De aceite, vinagre y sal
caius apicius | madrid
Decía, en el siglo XV, Jorge Manrique, en las conocidas coplas por la muerte de su padre, que son lo más opuesto que se puedan imaginar a las coplas en el sentido actual de la palabra, aquello de «cómo, a nuestro parecer, / cualquiera tiempo pasado / fue mejor». Negaremos la mayor: en el terreno objeto de estas crónicas, el gastronómico, cualquier tiempo pasado fue notoriamente peor, digan lo que digan los nostálgicos.
Hubo una década prodigiosa: los años 80 del siglo pasado. Ahí empezó a cambiar todo. Influyeron muchas cosas, y no fue la que menos lo hizo la entrada de España en la entonces CEE, en 1985, que suprimió los aranceles a muchos productos europeos y los puso a nuestro alcance. Aliñemos una sencilla ensalada. Con el aliño tradicional: aceite, vinagre, y sal. Seguramente ninguno de esos tres elementos tiene nada que ver con los que usaban nuestras madres o abuelas, según la edad. Hoy es inconcebible un aceite que no sea virgen de oliva. Y, a partir de ahí, elegiremos procedencia y variedad de aceituna con la que se elabora. Por aquel entonces, del aceite virgen se decían barbaridades: que «sabía» mucho, que era muy fuerte... A la gente le preocupaba el grado de acidez, del que hoy no se ocupa nadie. Y sólo había cuatro denominaciones de origen: Baena, Borges Blanques, Sierra de Segura y Siurana. En aquel decenio surgió una marca pionera: la de los hermanos Núñez del Prado, con almazara en Baena. Una almazara, ya les adelanto, ejemplar.
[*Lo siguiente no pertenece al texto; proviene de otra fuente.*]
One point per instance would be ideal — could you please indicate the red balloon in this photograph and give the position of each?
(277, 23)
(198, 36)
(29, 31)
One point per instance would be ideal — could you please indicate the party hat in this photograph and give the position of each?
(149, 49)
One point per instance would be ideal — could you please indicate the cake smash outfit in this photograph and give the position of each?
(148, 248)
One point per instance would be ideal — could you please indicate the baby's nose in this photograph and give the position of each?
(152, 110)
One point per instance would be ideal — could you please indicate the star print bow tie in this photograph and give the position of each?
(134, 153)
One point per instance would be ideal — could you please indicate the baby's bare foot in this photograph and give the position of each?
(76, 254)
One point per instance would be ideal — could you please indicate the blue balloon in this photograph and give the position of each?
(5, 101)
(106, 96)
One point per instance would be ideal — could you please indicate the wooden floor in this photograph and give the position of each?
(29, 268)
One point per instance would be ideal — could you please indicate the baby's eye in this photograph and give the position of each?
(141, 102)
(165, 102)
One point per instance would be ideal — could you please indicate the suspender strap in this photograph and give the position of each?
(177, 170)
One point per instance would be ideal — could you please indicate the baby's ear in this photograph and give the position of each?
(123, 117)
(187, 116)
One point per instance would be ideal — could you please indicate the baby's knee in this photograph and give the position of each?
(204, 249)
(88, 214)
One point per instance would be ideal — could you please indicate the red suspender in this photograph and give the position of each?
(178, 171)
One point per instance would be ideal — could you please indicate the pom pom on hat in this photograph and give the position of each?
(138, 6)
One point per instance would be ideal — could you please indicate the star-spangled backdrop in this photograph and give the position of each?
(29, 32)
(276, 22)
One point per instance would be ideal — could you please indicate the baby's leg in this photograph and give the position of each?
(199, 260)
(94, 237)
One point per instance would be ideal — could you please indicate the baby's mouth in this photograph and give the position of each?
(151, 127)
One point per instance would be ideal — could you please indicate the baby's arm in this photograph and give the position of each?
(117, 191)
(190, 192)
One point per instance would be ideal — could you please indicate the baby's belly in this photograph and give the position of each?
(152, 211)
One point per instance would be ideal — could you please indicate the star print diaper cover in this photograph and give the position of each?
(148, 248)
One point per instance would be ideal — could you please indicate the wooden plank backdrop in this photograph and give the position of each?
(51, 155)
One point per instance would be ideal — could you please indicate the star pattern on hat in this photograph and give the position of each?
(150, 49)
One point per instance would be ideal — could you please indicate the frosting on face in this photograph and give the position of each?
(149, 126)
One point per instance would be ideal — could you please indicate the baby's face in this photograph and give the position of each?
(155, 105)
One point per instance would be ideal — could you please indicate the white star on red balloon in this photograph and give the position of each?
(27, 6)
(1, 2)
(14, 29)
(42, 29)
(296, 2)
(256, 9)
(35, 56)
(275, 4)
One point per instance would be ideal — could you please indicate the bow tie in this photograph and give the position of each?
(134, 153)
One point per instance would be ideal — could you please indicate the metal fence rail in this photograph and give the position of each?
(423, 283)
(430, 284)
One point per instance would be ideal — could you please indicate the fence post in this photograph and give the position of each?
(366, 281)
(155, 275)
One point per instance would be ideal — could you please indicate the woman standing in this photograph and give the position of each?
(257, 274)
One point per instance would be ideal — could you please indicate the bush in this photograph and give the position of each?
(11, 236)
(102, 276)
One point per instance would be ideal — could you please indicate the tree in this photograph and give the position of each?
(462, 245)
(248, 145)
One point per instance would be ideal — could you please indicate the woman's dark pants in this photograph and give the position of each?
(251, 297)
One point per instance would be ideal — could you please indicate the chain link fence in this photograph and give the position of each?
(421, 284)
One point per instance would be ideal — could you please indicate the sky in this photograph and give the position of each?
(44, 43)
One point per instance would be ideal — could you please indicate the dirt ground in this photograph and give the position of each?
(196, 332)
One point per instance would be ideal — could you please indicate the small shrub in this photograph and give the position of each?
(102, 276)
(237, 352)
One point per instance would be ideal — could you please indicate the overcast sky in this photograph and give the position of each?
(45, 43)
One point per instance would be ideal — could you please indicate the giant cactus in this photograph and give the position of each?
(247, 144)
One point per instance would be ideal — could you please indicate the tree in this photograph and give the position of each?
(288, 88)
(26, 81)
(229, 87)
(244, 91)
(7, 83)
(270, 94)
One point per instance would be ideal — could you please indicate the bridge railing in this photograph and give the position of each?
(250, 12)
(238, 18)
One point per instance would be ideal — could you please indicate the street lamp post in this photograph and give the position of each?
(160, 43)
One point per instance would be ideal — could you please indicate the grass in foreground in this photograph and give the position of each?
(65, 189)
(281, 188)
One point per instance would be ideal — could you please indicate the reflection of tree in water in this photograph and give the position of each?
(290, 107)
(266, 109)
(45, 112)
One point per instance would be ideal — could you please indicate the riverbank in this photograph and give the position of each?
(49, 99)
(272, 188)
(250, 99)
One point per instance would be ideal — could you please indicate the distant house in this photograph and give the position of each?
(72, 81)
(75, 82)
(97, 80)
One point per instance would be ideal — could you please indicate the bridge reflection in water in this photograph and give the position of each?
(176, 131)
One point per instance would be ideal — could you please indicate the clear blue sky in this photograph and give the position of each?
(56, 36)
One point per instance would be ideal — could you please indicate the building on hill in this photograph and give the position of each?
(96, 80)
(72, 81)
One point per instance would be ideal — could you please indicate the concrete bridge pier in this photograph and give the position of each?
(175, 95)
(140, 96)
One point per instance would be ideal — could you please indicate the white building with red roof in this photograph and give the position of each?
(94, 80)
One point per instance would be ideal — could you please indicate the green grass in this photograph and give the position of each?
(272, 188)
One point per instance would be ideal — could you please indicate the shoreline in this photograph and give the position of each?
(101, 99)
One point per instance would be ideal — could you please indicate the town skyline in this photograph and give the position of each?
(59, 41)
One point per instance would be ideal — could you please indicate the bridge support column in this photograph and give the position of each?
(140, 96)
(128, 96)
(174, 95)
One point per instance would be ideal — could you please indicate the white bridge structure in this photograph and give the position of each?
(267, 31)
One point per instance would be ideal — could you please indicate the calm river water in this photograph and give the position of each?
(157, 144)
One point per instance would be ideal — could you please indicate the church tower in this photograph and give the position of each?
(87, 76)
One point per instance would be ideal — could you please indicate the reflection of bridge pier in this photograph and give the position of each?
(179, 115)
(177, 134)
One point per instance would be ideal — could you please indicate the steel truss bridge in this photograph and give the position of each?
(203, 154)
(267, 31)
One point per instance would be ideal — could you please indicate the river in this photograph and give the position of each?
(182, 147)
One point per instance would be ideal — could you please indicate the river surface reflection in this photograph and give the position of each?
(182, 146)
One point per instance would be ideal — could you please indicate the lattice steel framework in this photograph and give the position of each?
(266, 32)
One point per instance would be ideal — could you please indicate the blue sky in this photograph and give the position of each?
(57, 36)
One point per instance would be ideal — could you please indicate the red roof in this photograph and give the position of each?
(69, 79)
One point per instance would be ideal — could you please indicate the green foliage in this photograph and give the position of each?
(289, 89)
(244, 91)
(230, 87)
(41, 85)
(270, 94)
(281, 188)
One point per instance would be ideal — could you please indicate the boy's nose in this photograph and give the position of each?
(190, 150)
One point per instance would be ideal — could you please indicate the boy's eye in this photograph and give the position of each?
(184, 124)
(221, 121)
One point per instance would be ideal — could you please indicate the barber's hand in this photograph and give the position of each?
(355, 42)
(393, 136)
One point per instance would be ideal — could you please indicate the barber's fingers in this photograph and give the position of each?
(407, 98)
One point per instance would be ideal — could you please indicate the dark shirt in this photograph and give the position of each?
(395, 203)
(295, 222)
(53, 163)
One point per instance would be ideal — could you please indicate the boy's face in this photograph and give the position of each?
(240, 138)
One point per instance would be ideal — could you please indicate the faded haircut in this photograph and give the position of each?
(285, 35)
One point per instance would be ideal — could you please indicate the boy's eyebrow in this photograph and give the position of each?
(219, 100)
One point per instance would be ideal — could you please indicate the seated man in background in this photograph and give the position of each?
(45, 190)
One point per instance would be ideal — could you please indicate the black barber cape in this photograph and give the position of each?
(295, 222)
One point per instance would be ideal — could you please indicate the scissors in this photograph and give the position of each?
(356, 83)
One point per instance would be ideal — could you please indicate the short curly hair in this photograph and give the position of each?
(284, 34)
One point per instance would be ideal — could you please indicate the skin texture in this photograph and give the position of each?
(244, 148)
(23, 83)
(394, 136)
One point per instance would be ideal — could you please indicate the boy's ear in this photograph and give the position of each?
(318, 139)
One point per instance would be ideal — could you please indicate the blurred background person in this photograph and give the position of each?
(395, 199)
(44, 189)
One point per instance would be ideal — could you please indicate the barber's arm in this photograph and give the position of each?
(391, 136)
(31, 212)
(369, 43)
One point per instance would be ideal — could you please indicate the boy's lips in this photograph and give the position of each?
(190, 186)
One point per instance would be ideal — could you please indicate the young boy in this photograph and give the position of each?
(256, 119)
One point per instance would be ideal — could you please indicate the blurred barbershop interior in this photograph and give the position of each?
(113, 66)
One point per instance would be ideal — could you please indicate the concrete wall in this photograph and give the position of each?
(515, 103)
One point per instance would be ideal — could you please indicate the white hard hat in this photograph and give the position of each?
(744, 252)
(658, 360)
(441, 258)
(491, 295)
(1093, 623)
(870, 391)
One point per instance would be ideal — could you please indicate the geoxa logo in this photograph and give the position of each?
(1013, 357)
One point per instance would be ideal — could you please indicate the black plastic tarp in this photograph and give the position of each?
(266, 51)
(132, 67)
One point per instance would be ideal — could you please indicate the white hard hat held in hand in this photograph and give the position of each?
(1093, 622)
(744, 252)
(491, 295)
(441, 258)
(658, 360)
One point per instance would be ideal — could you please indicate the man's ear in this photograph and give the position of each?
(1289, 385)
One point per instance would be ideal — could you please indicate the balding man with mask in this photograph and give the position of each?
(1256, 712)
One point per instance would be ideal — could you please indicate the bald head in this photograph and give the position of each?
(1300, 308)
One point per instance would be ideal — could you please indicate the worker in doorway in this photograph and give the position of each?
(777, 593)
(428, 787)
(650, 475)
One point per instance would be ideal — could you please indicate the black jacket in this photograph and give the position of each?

Ellos obtenían su mejor aceite no ya de la clásica primera presión, sino de la propia separación en un cilindro giratorio, a temperatura controlada, del hueso y la pulpa de la oliva. Entonces había sal gorda y sal fina; como mucho, sal marina y sal gema. Hoy hay ¡hasta cartas de sales! Vinagre. Antes, industrial. Hoy... también, para qué nos vamos a engañar. Hablo de esos ‘balsámicos’ que se usan a troche y moche, de precio ínfimo.